Minnesota’s legislature reconvenes in January. One of the first problems lawmakers are likely to face is a huge deficit, moving forward into the next budget biennium. The official economic forecast is due to be released on Thursday, but early indications are it will paint a less than rosy picture.
The state government will likely face a deficit of over $4 billion dollars. In 2008, legislators withdrew $500 million from the reserve fund to help close a $1 billion deficit, leaving only $153 million in reserve account. Borrowing covered the rest of the budget gap, but the bonding bill wasn’t limited to covering essentials. Another $500 million was also borrowed for additional capital project expenditures.
Speaker Kelliher has given a preview of her ideas to close the deficit, saying if it’s too large, it’s difficult to do it just by cuts. The unspoken phrase is tax increases.
The economic problems that have, in part, led to the budget shortfall are the same situations that are sensitive to tax hikes. Unemployment has reached 6% in Minnesota, and is likely to rise further in the near future. Corporate profits are declining, incomes aren’t growing, sales are down and investments are failing. Higher taxes can exacerbate all of these economic conditions.

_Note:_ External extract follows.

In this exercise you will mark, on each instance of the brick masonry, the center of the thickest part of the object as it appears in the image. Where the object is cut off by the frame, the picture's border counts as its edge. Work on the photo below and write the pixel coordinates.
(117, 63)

The state’s Constitution requires a balanced budget each biennium. Faced with such a huge deficit, many legislators are likely to turn to tax increases as a way to cover the government’s budget shortfall. Bonding isn’t practical in our current economic situation. Speaker Kelliher continues to talk about additional “investing” in education and state infrastructure improvements, implying yet more proposals for new spending in the face of a whopping $4 billion deficit.
When many families face increased economic hardship, reduced income, investment losses, loss of home equity and cost of living inflation, state government looks likely to attempt increasing the taxpayer’s burden.
In the run-up to this year’s election, Governor Pawlenty, aware of a looming deficit (expected at the time to weigh in at around $2 billion), made several statements about the need for the state to live within its means, which may indicate a willingness to veto the tax increases that are likely to come across his desk in 2009.
Several candidates for the state’s House of Representatives also promised to put spending cuts ahead of tax increases by signing the
Live Within Our Means Commitment. This commitment will soon be put to the test and there are many legislators who have not made this commitment to the taxpayer at all. It will be of supreme importance that Minnesota’s lawmakers hear from their constituents on the upcoming budget issues. Minnesota’s economy can’t afford higher taxes right now. It’s time to take a hard look at reversing the trend of bloated government spending.